A surgical procedure is never without danger, much less when performed on a newborn. For some time, however, a practice frowned upon by doctors has tended to become widespread in France and around the world: lingual frenotomy. Healthcare professionals sound the alarm.
What surgical gesture is hidden behind this funny scientific name? For those who don’t know, lingual frenotomy is surgery that involves cutting the frenulum of the baby’s tongue to facilitate breastfeeding.

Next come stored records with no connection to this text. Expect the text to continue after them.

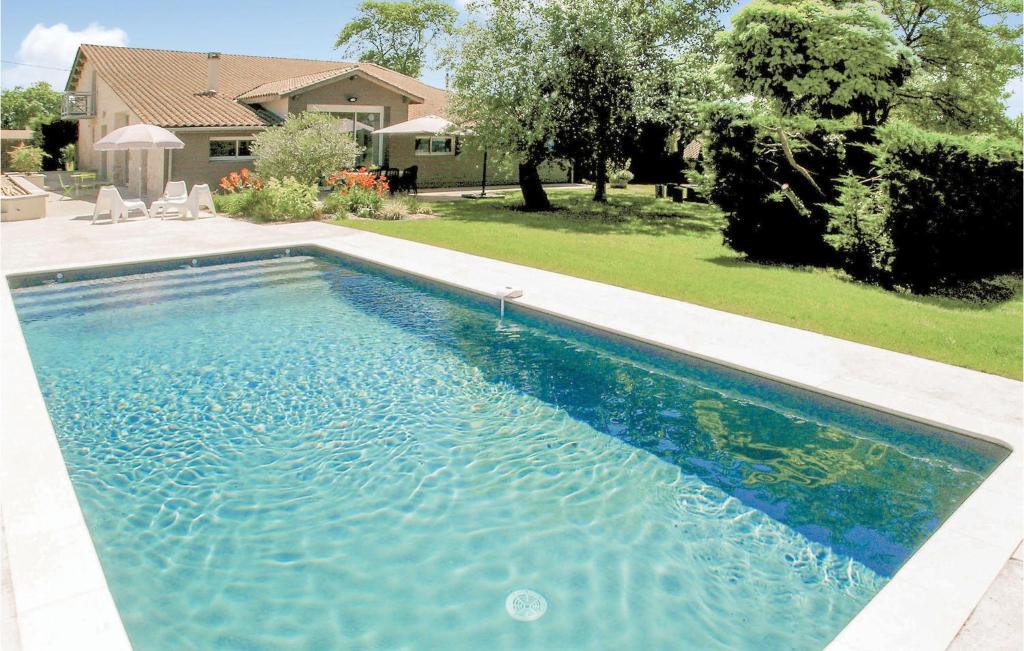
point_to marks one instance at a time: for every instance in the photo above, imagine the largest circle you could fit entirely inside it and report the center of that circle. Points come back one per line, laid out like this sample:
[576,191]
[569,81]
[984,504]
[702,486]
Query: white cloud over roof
[47,52]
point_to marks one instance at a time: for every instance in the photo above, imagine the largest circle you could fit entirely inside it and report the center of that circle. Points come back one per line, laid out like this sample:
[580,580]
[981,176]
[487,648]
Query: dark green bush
[954,206]
[750,170]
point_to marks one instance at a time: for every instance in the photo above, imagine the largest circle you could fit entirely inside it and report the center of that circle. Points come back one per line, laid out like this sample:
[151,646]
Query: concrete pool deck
[54,572]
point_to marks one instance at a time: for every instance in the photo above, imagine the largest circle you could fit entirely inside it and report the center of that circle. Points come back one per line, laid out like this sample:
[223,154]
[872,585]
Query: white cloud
[53,47]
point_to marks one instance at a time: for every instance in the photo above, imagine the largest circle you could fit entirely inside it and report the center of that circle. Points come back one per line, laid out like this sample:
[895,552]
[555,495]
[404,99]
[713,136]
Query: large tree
[27,107]
[617,69]
[503,87]
[817,58]
[968,51]
[578,75]
[397,35]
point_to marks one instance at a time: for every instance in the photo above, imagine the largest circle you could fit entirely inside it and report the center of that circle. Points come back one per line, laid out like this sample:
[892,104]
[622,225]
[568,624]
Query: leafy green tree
[26,107]
[503,86]
[969,50]
[580,75]
[397,35]
[817,58]
[616,70]
[307,147]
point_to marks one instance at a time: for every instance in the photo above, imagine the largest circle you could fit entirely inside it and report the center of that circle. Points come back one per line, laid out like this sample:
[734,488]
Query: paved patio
[925,606]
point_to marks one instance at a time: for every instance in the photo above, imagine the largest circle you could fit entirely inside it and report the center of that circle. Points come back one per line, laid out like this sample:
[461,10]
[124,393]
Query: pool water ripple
[296,453]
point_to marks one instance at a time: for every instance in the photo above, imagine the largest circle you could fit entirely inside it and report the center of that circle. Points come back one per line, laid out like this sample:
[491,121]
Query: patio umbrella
[138,136]
[433,125]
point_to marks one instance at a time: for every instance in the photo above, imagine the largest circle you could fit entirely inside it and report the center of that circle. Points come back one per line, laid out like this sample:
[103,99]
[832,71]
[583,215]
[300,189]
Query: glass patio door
[366,124]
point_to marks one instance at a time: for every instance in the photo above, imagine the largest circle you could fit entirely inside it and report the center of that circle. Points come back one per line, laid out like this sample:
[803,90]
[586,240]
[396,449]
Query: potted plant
[29,162]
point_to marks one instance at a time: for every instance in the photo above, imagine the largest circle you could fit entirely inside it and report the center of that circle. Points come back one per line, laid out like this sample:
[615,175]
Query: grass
[676,250]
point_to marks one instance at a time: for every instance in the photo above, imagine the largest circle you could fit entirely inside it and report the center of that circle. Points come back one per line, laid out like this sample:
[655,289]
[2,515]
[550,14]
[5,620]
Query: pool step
[147,290]
[184,276]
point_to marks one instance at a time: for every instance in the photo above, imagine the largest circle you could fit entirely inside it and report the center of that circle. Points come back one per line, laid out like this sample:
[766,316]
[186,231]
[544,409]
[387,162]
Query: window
[360,122]
[434,146]
[230,147]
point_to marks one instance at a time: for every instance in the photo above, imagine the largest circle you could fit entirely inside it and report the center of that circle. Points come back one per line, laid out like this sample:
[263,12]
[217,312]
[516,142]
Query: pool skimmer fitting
[525,605]
[507,293]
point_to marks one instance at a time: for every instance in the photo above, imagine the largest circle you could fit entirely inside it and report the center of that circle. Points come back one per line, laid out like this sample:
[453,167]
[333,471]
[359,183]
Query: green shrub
[856,228]
[308,146]
[954,206]
[620,178]
[278,201]
[361,202]
[392,210]
[26,159]
[235,204]
[418,207]
[69,157]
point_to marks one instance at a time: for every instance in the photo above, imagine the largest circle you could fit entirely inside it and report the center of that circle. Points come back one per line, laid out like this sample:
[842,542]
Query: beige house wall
[193,164]
[465,168]
[112,114]
[367,94]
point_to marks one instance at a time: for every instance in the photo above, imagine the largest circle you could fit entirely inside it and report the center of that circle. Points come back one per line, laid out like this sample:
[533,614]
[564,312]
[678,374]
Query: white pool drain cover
[525,605]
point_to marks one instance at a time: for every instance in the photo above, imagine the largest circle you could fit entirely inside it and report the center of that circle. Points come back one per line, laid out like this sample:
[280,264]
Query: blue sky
[45,33]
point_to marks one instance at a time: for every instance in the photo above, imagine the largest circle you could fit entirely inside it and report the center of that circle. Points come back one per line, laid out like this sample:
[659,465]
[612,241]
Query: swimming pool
[303,451]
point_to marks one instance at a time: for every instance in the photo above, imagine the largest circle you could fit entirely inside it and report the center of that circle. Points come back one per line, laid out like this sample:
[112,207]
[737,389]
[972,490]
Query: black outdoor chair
[393,177]
[407,182]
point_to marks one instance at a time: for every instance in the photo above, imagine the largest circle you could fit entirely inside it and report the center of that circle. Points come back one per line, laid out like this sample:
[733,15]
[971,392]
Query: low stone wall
[22,200]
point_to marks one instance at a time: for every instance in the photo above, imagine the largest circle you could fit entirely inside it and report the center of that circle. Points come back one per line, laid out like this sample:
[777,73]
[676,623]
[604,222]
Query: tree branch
[784,141]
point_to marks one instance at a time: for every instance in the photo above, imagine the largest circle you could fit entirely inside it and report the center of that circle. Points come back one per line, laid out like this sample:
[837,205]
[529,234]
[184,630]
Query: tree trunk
[601,180]
[534,197]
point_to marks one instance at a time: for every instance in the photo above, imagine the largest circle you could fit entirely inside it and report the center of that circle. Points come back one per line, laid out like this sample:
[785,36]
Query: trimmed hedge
[954,206]
[899,207]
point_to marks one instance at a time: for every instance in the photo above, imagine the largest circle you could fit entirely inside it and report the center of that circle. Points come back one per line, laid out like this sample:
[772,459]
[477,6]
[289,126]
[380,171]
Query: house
[216,103]
[10,138]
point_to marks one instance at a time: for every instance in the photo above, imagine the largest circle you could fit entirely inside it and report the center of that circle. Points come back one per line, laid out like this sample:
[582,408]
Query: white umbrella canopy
[138,136]
[425,125]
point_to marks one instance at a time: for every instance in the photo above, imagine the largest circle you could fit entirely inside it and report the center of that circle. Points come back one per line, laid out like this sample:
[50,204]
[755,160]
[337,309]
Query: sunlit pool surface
[302,452]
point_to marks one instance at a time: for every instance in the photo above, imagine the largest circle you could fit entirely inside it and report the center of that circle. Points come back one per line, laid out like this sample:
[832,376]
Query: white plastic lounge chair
[109,201]
[201,196]
[174,198]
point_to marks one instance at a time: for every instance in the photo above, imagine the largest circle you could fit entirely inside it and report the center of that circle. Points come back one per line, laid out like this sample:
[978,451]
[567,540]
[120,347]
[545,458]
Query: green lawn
[676,250]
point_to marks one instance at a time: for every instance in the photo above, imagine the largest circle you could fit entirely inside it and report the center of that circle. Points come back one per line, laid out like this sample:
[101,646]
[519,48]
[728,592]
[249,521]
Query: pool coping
[56,575]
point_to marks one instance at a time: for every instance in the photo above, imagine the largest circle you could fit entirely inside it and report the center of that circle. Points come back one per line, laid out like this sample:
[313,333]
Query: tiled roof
[285,86]
[167,87]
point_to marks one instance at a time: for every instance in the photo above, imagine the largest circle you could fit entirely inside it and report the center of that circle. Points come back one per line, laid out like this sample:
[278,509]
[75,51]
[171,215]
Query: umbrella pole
[483,179]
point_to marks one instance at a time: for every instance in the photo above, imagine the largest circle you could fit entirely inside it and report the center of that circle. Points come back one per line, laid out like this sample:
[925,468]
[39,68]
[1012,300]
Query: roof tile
[168,87]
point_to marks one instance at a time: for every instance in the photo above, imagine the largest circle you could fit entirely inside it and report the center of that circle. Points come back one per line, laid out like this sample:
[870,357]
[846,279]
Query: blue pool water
[299,452]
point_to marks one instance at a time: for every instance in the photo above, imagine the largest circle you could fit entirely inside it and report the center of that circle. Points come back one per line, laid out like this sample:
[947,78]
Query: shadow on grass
[986,294]
[626,213]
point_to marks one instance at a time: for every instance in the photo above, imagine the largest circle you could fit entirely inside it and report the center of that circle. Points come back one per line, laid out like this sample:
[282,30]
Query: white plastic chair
[201,196]
[109,201]
[174,198]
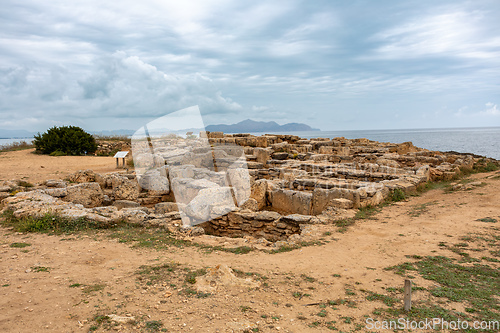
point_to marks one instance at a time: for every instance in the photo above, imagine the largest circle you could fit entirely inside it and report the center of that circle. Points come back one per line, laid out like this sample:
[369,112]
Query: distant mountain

Today, more and more parents are turning to this surgery when they judge that the small piece of flesh connecting their baby’s tongue to the floor of their mouth is “too short” or “too thick.” But this reality only affects 4 to 10% of children.
Faced with the exponential increase in this practice (+420% in Australia), doctors are sounding the alarm. And rightly so, this operation, far from trivial, is not without danger for newborns, as Professor André Chays, ENT specialist, explains to our colleagues from France Inter †
†It is normally a fairly simple surgery, but if a complication does occur, it can be very serious and extremely dangerous. First of all, there is the risk of anesthesia which is never insignificant, both local and general; then, close to the frenulum of the tongue, there are the two small submandibular ducts of the salivary glands, Warthon’s ducts; there is also a tangle of arteries and veins; and you have the lingual muscle that defends very poorly against bleeding.”
the National Academy of Medicine therefore recommends using lingual frenotomy only as a last resort, that is, when all other solutions have been tried.